I would revise this. People call it fat adaption. I call it fasting adaption. It is amazing how our body gets used to multiple meals a day. It is also amazing how it gets used to not getting them anymore. When I stopped having breakfast my body gave me crazy hunger at breakfast time. After 2-3 weeks it didn’t anymore. Same with dinner.
All of this while I wasn’t eating Keto, so fat adaption wasn’t the point. It was just my body accepting a new eating pattern.
I never believed in this stuff. Thinking that my body is some kind of machine that runs on calories. Now I know when it comes to nutrition it runs on habits.


(Nigam Shah) #32

As someone who is also a keto n00b, I just want to offer a different take on snacking, and it is fine if people don’t agree.

During my first few weeks of going keto, I snacked and ate as often as I needed to. I was used to 3 meals plus a small snack around 4pm. I tend to eat dinner late, around 9pm, after I put my kids to bed, so this 4pm snack was critical to me not going crazy and stuffing my mouth with crap as soon as I got home. I simply wasn’t ready to go more than 4 waking hours without eating. I made sure to only have keto snacks - instead of snacking on crackers & chips, I snacked on a string cheese stick, hard boiled egg, or small handful of almonds. I was pretty diligent about tracking, and even with the snacking, I generally hit my target of 25g carbs, and I almost never went over 30g.

After a few weeks, my appetite naturally started subsiding, and I started to change my eating patterns. I started off having only bulletproof coffee for breakfast, but I still kept that 4pm “snack”. After a time, I was able to ditch the 4pm snack for a cup of coffee.

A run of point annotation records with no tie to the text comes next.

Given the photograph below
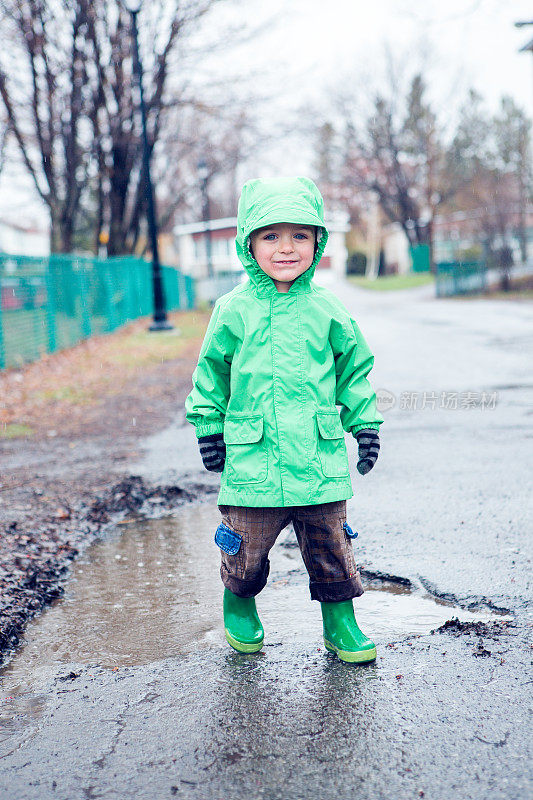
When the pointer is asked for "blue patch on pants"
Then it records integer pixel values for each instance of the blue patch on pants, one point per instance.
(349, 532)
(227, 539)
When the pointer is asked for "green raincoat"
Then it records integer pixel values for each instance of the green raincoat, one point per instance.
(274, 366)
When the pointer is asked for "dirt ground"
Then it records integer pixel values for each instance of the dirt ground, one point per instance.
(67, 422)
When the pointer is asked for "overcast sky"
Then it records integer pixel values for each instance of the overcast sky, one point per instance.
(304, 47)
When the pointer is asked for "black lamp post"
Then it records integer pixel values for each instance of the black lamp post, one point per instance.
(203, 173)
(160, 322)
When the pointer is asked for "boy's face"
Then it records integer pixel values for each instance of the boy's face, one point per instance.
(283, 251)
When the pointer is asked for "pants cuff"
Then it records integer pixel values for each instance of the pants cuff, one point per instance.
(245, 587)
(336, 591)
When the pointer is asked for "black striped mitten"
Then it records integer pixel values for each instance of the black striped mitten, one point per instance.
(213, 451)
(368, 441)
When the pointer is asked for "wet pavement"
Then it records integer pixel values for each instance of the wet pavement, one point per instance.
(126, 687)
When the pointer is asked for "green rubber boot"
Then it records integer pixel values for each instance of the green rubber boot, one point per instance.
(343, 636)
(242, 625)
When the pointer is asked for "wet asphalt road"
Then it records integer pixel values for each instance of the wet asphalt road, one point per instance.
(447, 506)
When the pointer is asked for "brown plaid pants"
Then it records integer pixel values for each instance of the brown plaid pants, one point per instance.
(247, 534)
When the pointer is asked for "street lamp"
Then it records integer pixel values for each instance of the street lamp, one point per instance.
(160, 322)
(203, 174)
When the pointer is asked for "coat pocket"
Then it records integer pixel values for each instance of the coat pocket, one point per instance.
(331, 445)
(246, 452)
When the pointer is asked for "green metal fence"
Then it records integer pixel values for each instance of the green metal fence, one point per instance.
(460, 277)
(50, 303)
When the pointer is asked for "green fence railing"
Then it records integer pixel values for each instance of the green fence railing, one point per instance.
(50, 303)
(460, 277)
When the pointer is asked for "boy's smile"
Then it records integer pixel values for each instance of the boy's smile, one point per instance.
(284, 251)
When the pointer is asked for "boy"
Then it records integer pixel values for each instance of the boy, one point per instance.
(279, 354)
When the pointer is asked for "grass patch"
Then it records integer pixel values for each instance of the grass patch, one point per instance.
(15, 431)
(70, 394)
(144, 347)
(44, 394)
(393, 282)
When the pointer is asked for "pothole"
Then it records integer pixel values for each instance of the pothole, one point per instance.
(151, 590)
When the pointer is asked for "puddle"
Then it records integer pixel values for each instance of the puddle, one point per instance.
(152, 590)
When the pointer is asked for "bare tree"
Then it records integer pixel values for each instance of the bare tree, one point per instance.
(44, 89)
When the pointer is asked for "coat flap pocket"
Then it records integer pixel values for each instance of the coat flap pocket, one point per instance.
(243, 430)
(227, 539)
(329, 424)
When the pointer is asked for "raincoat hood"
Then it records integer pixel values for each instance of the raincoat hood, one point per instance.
(270, 201)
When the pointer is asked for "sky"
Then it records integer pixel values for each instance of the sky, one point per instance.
(302, 50)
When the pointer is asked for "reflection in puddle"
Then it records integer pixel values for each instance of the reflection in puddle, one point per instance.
(152, 590)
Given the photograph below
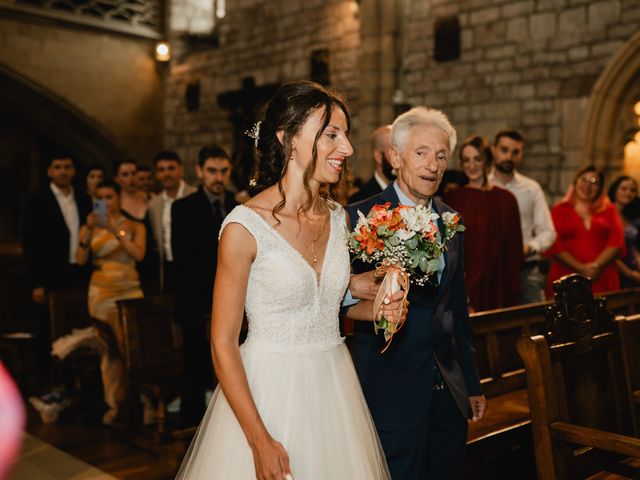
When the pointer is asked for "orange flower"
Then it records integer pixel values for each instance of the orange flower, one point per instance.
(368, 240)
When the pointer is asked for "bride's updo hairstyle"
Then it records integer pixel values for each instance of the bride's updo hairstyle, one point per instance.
(288, 110)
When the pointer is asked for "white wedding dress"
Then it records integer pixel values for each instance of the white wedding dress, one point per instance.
(300, 373)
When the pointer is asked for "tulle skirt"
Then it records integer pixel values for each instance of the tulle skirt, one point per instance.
(310, 402)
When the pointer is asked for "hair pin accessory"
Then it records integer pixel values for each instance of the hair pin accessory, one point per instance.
(254, 132)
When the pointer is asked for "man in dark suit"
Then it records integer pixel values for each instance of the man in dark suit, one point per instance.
(383, 174)
(50, 240)
(195, 224)
(422, 390)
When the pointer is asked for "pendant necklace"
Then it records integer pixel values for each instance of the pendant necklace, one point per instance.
(313, 243)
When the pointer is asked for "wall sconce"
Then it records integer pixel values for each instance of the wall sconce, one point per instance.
(163, 52)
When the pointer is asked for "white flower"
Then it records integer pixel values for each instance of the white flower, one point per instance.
(362, 221)
(448, 217)
(404, 235)
(419, 218)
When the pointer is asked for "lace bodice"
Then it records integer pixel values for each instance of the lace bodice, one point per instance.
(289, 308)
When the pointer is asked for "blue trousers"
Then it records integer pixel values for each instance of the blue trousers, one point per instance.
(433, 450)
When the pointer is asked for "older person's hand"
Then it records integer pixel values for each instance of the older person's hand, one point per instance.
(364, 285)
(392, 308)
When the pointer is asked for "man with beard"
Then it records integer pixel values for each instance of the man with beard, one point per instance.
(383, 174)
(538, 233)
(168, 167)
(195, 224)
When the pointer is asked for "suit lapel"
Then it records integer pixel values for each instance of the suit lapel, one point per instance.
(437, 207)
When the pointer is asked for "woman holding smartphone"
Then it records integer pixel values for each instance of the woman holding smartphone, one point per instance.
(115, 244)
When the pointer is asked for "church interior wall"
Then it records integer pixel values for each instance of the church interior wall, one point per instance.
(112, 78)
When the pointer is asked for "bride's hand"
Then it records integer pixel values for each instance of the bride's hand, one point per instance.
(271, 460)
(392, 308)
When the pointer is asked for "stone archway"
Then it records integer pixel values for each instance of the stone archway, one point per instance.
(610, 122)
(56, 119)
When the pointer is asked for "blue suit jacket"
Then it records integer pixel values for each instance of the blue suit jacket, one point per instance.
(398, 383)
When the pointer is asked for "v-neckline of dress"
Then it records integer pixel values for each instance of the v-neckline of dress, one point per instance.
(317, 274)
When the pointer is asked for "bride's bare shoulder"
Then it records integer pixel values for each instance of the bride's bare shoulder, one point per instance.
(264, 202)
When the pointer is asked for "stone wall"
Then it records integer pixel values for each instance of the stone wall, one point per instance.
(111, 78)
(271, 42)
(526, 64)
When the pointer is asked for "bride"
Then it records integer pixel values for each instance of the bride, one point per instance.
(289, 404)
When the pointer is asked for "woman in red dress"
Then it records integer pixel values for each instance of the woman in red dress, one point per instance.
(590, 234)
(493, 238)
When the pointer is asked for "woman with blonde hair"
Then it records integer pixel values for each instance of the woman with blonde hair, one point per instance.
(590, 236)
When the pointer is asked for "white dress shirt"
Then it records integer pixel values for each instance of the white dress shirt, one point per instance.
(381, 181)
(535, 219)
(167, 201)
(69, 209)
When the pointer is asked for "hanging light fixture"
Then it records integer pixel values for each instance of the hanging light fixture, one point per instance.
(163, 52)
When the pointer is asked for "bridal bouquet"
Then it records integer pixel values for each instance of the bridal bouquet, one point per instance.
(405, 244)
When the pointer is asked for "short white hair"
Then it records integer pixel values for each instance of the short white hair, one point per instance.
(421, 116)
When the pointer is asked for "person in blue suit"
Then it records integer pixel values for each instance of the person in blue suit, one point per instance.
(422, 390)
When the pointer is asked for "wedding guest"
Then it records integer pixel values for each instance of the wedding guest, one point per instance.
(12, 421)
(169, 171)
(50, 239)
(134, 206)
(623, 193)
(94, 176)
(115, 244)
(590, 234)
(195, 223)
(133, 201)
(383, 173)
(423, 389)
(451, 179)
(144, 181)
(538, 233)
(493, 237)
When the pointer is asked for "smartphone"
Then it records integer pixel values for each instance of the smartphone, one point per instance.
(100, 211)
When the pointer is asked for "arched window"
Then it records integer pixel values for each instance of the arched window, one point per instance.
(632, 149)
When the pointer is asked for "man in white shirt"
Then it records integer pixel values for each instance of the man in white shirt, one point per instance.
(538, 232)
(383, 174)
(169, 171)
(50, 240)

The last couple of weeks I’ve started doing dinner-to-dinner 2-3 times a week. But if I’m hungry that day, I’ll have lunch. And if I’m really hungry at 4pm, I’ll grab a cheese stick or a few almonds to keep me going. I still track most days, but if I go over my targets, screw it, I go over. IMO, it is better to go over my targets than to be hungry. Any diet plan where I am routinely hungry is not sustainable – if I was willing to be hungry every day, I’d go do Weight Watchers again.

I have had a couple of cheat days on the weekends, where I cave in and have a couple of slices of pizza or ravioli dinner – those do take me out of ketosis. But my experience so far is that having a small keto snack here and there isn’t taking me out of ketosis or stopping me from losing weight.

I’ve decided to stop worrying if I’m “doing keto right”, and just stick with what works. If that means I have an occasional keto snack, or I have 30g of carbs instead 20g, that’s totally fine with me. If I stall, then I’ll push myself out of my comfort zone a little bit.


(K-9 Handler/Trainer, PSD/EP Specialist, Veteran) #33

This is exactly what we all need to do. Take, evaluate what we know, and apply what works.
The challenge is to actually find what works for each of us, individually. When you begin this, you need to be strict just to have a base to start. Just to begin to find out what does and doesn’t work.

There is no one size fits all solution; but everyone suggests what has already worked for them, or what current science is showing, as advice to guide you; one should never look at it as people trying to enforce dogmatic beliefs on another.
Everyone is trying to help, in the way that has worked for them. Help being the key word; otherwise, are you just here to read your own postings?

Snacking sucked for me… made getting rid of my Type 2 longer than was ever needed if I had just practiced a little more self-control… as hard as that was at the start. It takes patience; we all want so much instant gratification.
I didn’t realize at the time that it just kept my insulin raised for longer periods… forcing my body to keep storing and not burning. Yes… I was eating fats… not carbs. My resistance was that bad.
The hard work just made success all that more sweet.


(traci simpson) #34

If you want a snack, eat it along with your meal within your eating window.


(Marianne) #35

:+1:


(Joey) #36

Not sure that’s the definition of a snack :face_with_hand_over_mouth: (Isn’t that called a side dish?)


#37

I was just going to post this by Dr.Berry! He’s amazing!


(Matt) #38

Hi Nigam_Shah, Good stuff, which podcast are you listening to? Similar 7 weekish about 6kg.